If the petition is approved by the court, a winding-up order will be issued to force the insolvent company into compulsory liquidation.
- How will creditors benefit?
The entire assets will be gathered and sold off. The money will be equally distributed to all the creditors.
3. Garnishee Proceedings
This is an excellent and fast means of realizing a judgment debt. First, an application should be made to court for the order. Once approved, the court will direct the account of the debtor to be frozen and to be handed over to the creditor instead.
- Wage garnishment-where a suit is filed to garnish the salary so that the employer will pay a particular portion of the monthly salary.
- Garnish debtor’s bank account-If the creditor knows the bank details of the borrower, he can file an application in the court to get money from the account until the debt is paid back.
4. Writ of Seizure and Sale
A Writ of Seizure and Sale is an enforcement proceeding whereby the creditor files an application in Court to request for an order for seizure and sale of judgment debtor’s property.
The seizure and sale is made through an auction. All the movable and immovable properties are included in the auction.
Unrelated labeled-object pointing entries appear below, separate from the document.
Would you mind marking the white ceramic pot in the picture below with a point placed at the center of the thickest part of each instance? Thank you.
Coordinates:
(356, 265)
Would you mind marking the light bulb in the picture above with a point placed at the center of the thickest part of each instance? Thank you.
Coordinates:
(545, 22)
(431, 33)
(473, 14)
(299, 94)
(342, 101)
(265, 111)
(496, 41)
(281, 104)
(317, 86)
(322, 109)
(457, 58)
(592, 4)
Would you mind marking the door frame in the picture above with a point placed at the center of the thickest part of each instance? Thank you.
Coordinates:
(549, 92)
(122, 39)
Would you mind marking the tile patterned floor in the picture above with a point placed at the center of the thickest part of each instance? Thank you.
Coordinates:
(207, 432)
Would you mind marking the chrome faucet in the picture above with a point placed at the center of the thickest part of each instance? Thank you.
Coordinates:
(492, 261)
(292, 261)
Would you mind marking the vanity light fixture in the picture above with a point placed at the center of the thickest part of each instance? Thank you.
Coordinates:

For this, an application has to be made to court for an order to seize the property. If the application is successful, the court will appoint a sheriff to seize all the properties of the judgment debtor.
- Can the judgment debtor deal with his properties after an order has been passed?
No, once the properties are seized, the judgment debtor is prohibited by law to deal with the assets in any manner which will affect the validity of the seizure.
The business environment is continuously subjected to market glitches. Debt collection efforts should be a part of the sales cycle. One wrong move and companies could end up losing all their investments.
For a debtor, it is quite easy to evade payment, stating that the debt is beyond repayment. But the creditor, on the other hand, takes a toll on his finances. Fortunately, Malaysian debt collection laws are sufficiently developed to facilitate recovery of delinquent debts by aggrieved creditors.